三大妈刚端来热茶,就看见许平秋撩门帘走了。
“喝什么喝,看不出个好赖人来,这个家早晚让你给败没了!”
阎埠贵看着这一地的瓜子壳,哪还有什么好脸色。
这可是他为除夕夜准备的零嘴,全进他许平秋肚子里去了。
“人家小许可是拎了五六斤鸡蛋来的。”
“现在他家的日子越过越好,多走动走动,又不会吃亏。”
三大妈说着,就从柜子里把那袋鸡蛋拎出来了。
阎埠贵凑过去瞧了瞧,还真是鸡蛋。
“走,趁那两小子都不在家,咱也弄个西红柿鸡蛋面打打牙祭。
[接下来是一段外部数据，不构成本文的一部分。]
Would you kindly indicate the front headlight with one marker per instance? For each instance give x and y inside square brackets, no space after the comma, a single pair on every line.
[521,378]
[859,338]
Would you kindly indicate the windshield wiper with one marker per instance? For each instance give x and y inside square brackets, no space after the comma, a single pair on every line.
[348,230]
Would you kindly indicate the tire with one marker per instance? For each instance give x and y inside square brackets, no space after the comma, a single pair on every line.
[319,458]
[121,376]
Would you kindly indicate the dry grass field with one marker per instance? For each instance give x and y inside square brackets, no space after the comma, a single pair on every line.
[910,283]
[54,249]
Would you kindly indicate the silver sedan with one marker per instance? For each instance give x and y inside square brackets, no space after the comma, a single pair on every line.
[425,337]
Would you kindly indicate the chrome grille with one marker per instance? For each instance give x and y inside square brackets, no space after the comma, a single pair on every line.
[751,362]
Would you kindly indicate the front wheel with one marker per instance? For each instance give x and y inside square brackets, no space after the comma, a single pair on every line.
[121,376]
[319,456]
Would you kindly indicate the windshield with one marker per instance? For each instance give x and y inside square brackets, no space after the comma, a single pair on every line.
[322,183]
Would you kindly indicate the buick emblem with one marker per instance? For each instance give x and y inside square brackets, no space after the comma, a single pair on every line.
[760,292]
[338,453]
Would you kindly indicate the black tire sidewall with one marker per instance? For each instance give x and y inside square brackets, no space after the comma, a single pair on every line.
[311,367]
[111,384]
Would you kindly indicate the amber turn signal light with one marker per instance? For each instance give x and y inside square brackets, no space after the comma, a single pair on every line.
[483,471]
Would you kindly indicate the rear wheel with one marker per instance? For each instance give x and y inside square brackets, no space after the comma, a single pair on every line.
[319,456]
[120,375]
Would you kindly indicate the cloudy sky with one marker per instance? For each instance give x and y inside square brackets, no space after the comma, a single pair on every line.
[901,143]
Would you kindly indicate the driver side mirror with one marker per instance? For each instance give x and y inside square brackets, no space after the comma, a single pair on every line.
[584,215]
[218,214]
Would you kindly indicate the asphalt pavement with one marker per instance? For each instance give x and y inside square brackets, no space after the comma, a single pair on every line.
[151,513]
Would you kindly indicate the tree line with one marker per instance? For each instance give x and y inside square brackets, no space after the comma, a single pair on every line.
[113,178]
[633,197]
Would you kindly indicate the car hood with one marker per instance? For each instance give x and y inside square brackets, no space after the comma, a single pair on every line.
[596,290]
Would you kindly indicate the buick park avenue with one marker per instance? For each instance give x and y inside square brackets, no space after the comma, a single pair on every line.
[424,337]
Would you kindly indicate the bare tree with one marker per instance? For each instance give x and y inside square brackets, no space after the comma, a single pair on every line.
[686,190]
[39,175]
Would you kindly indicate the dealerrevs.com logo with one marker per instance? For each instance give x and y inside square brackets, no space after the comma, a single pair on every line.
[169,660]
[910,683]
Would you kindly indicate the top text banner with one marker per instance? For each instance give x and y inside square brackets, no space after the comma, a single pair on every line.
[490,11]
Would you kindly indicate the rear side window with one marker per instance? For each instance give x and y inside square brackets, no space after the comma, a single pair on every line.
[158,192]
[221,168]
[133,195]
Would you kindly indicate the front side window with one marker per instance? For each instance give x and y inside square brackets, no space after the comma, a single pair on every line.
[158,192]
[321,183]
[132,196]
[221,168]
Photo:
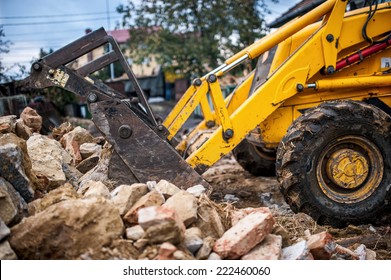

”
“搁点猪油,再放上一点辣子,那味道…香!”
光是想想,老两口就开始流口水了。
阎埠贵架锅,三大妈烧火。
两人配合的非常默契。
等水烧开了,先下面条煮滚。
猪油可精贵,阎埠贵犹豫很久。
最后也只舍得舀出半勺下到锅里。
接下来,就该敲鸡蛋了。
阎埠贵刻意挑了个大的。
在铁锅边缘敲了个小口子。
然后对着翻滚的汤汁,小手这么一掰。
吧唧…
一滩黑不溜秋的液体,伴随着一股恶臭落进锅里。
“呕~”
三大妈差点没吐在锅里…
阎埠贵像是突然明白了什么。
目眦欲裂的从袋子中抓出两颗鸡蛋,敲开。
果然,全是臭鸡蛋!
“缺了德的许平秋,那可是整整半勺猪油啊,白瞎了!”
让阎埠贵心疼的,还有锅里的那半捆面条!
“老阎,咱找他算账去。”
三大妈被这臭蛋熏的落荒而逃。
蹲在院里干呕了半天。
好不容易缓过劲来。
就想拉着老头子上许平秋家找麻烦去。
“那小子说的没错,他要是成心捣乱,解放这辈子都别想进营造厂。”
“就这么算了?”
三大妈显然还不甘心。
“等解放进了营造厂,再说吧。”
阎埠贵突然觉得有点心累,胸口闷,喘不上气来。
赶紧去屋里翻出那盒救心丸,一口气吞了两颗下去。
这才算是缓过劲来。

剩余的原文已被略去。